Pago-te em ouro, mas me deita em tua cama bandida
E me dá o efêmero prazer das paixões fumegantes
AVESSO
Prisioneiro, libertava
Ausente, convivia
São, contemplava
O que outro olhar via
Crente, duvidava
Estéril, concebia
Alienado, asseverava
O quanto não sabia
Consagrado, pregava
Ira, infâmia e orgia
Imberbe, desfolhava
Asceta, consumia
Iluminado, inventava
A superação do dia
POLIMORFIA
Minha personalidade ciclotímica
Fixamente inconstante
Ousando vôo periclitante
Refém de insidiosa química
Minha personalidade grandiloqüente
Tudo diz quando cala
Ouve o que não se fala
E diz a verdade, mas mente
Minha personalidade Hollywoodiana
Dúbia personagem em cena
Nenhum roteiro a coordena
Teatralmente insana
Minha personalidade mitológica
Fênix, renascendo
Sendo, não sendo
Em sua meta-lógica
Minha personalidade cibernética
Tende a equilibrar-se no Caos
Corrigi-se auscultando os maus
É apostolicamente cética
Minha personalidade barroca
Quer ser os extremos do fio
Quer ser a castidade do cio
Repleta de tudo, mas oca
G E R M I N A L
Serei conseqüência e causa da minha vontade,
Para que, preso, possa libertar-me, num grito.
Contemporizem, ao que promovo o conflito,
Para, ao calar, ter já exaurido o que arde.
Retrato fiel da própria verdade, eu serei EU.
No silêncio da noite gesto-me, ávido do dia,
Nutrido com a fé da mais imortal utopia:
Fundar outra humanidade, como Prometeu.
E serei todos que queira, como num sonho
(onde as múltiplas faces na mesma face ponho)
Enquanto o adicto desta ordem séptica
Paralítico e abúlico, só debilidade
Forja o grilhão da própria liberdade
E degenera-se numa covardia céptica
DIALÉTICA DO AUTO-ESCLARECIMENTO
Debato-me
Numa dialética desvairada
Caminho a esmo para ver se caminhando
Meus pés me indicam a estrada
Que dará em mim mesmo
Quando enfim me tenha
Como morada
Abalo as estruturas do meu pensamento
Rego as antíteses, colho as contradições
E num turbilhão caótico de experimentos
Acho a Verdade em preces e orações
Que Deus é tudo
É mudo
Mas fala aos corações
Repercutem em mim vozes conflitantes
Sobre as grandes questões civilizatórias
Ah, saudades daquele juvenil estupor
Daquelas simplórias certezas de antes
Quando não ouvia o clamor
Dos esquecidos
Nem conhecia
Toda a falaciosa ideologia
Dos bem-nascidos
E meus sentimentos
Numa espiral malsã
Deserdados sem coração que os entenda
Exilados, sem ontem, hoje, amanhã
Contraponho-os, numa acareação ilusória
Donde extraio só mais confusão sensória
Com eles componho
Os infaustos poemas
Que a vida vai me ajudando a tecer
Sequioso pelo momento de alvorecer
D E S P E R T A R
Enfim, a manhã de uma vastíssima noite!
Lentamente, as mulheres se vão despertando
Seus olhos desvirginam-se diante do espetáculo da luz: formas mil, mil possibilidades
Os corações estão secos:
Ó sede!
As mentes estão ávidas:
Ó fome!
As almas sonham com a amplidão:
Ó calor!
Abrem os braços, sequiosas do mundo inteiro: é um convite à Existência, deusa-mãe, para compartilhar com elas os mistérios profundos da vida
São desejos vorazes, forças fluindo livremente, revoluções em marcha
Mas ainda não se levantam. Por que não se levantam?
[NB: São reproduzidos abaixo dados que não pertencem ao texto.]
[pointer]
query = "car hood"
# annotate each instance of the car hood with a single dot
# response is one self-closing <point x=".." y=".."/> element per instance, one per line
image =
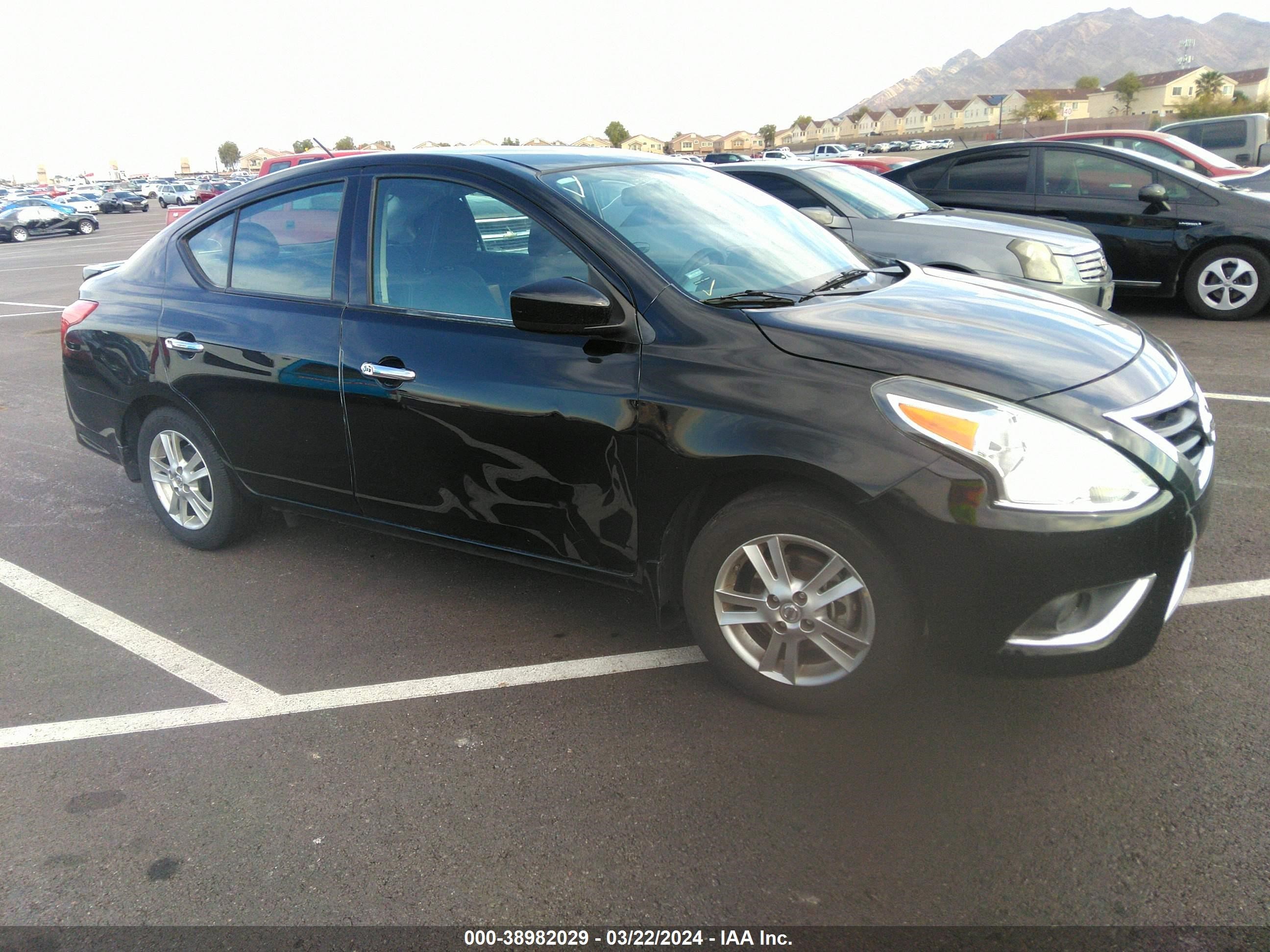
<point x="1063" y="237"/>
<point x="1002" y="339"/>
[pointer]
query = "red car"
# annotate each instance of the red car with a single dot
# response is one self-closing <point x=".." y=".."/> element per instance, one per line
<point x="207" y="191"/>
<point x="288" y="162"/>
<point x="1164" y="146"/>
<point x="877" y="164"/>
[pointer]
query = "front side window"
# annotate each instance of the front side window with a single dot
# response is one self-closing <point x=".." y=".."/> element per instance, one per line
<point x="708" y="233"/>
<point x="211" y="249"/>
<point x="451" y="249"/>
<point x="1085" y="174"/>
<point x="991" y="173"/>
<point x="286" y="244"/>
<point x="1226" y="135"/>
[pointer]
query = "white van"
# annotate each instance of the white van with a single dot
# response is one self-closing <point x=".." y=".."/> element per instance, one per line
<point x="1241" y="139"/>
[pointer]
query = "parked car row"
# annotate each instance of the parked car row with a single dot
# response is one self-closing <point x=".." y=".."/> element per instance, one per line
<point x="845" y="459"/>
<point x="1165" y="229"/>
<point x="913" y="145"/>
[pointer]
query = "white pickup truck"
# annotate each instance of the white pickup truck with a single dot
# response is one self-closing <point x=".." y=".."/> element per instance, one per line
<point x="832" y="150"/>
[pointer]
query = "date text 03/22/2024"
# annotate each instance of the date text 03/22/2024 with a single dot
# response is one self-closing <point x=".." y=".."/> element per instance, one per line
<point x="624" y="937"/>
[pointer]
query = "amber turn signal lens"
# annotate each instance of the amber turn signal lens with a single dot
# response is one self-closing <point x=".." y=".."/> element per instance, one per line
<point x="954" y="429"/>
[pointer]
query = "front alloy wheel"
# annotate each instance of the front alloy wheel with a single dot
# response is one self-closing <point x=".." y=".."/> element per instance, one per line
<point x="181" y="480"/>
<point x="797" y="606"/>
<point x="794" y="610"/>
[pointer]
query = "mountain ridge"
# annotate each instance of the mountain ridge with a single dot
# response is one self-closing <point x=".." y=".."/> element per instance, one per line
<point x="1105" y="44"/>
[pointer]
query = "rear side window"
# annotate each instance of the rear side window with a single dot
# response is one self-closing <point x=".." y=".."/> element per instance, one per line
<point x="928" y="177"/>
<point x="785" y="190"/>
<point x="1226" y="135"/>
<point x="991" y="173"/>
<point x="286" y="244"/>
<point x="211" y="249"/>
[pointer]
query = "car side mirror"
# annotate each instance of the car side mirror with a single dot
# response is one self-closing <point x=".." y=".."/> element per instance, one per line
<point x="820" y="215"/>
<point x="1153" y="194"/>
<point x="563" y="306"/>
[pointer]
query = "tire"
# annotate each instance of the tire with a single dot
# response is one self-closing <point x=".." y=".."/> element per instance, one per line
<point x="808" y="530"/>
<point x="1228" y="284"/>
<point x="210" y="511"/>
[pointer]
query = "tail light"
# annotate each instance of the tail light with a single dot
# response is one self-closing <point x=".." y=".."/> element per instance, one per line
<point x="73" y="315"/>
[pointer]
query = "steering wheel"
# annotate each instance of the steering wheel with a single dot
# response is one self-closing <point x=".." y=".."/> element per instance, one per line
<point x="700" y="258"/>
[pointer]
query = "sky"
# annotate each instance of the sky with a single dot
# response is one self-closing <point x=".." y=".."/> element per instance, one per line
<point x="273" y="73"/>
Porque também há muita confusão e dúvida
São um turbilhão de sentimentos, emoções, razões e desrazões
São os séculos que pesam insuportavelmente sobre seus ombros. A carga dos velhos dilemas e dos paradigmas depauperados
Têm de vencer suas sombras, transpor seus abismos
Têm de matar a si mesmas, para nascer inteiramente outras
Em breve, ágeis e destemidas, correrão atravessando os espaços e as horas. Mas não ainda, não ainda...
As mulheres, enfim, descobriram a história
Logo, logo a história também fará sua maior descoberta: a história das mulheres, o limiar da verdadeira História
Tornar-se-ão melhores reciprocamente? Sim!
Que transformações sucederão em ambas? Todas!
Algumas mulheres exigem do mundo uma indenização pela história ter sido o que foi
Paguem, vociferam, pela nossa doída plurissecular inexistência, por nosso amor castigado, por nosso corpo aviltado, ferido, vendido e comprado, por nossa delicadeza humilhada pela força, por nossa dignidade seqüestrada pelo dinheiro, por nossa inútil entrega aos bárbaros e aos brutos, por nossa inteligência castrada pelos covardes
As mulheres querem revanche!
As mulheres querem revanche?
Não. Somente aquelas que ainda não compreenderam a grandeza do momento, aferrando-se ao ontem, ao invés de imaginar e erguer o amanhã
É porque enquanto o novo não se impõe, o passado chora à sua porta e dói nos corpos como Roma doeu no corpo do Cristo
É porque ainda não se encontraram totalmente (enquanto os homens se têm perdido)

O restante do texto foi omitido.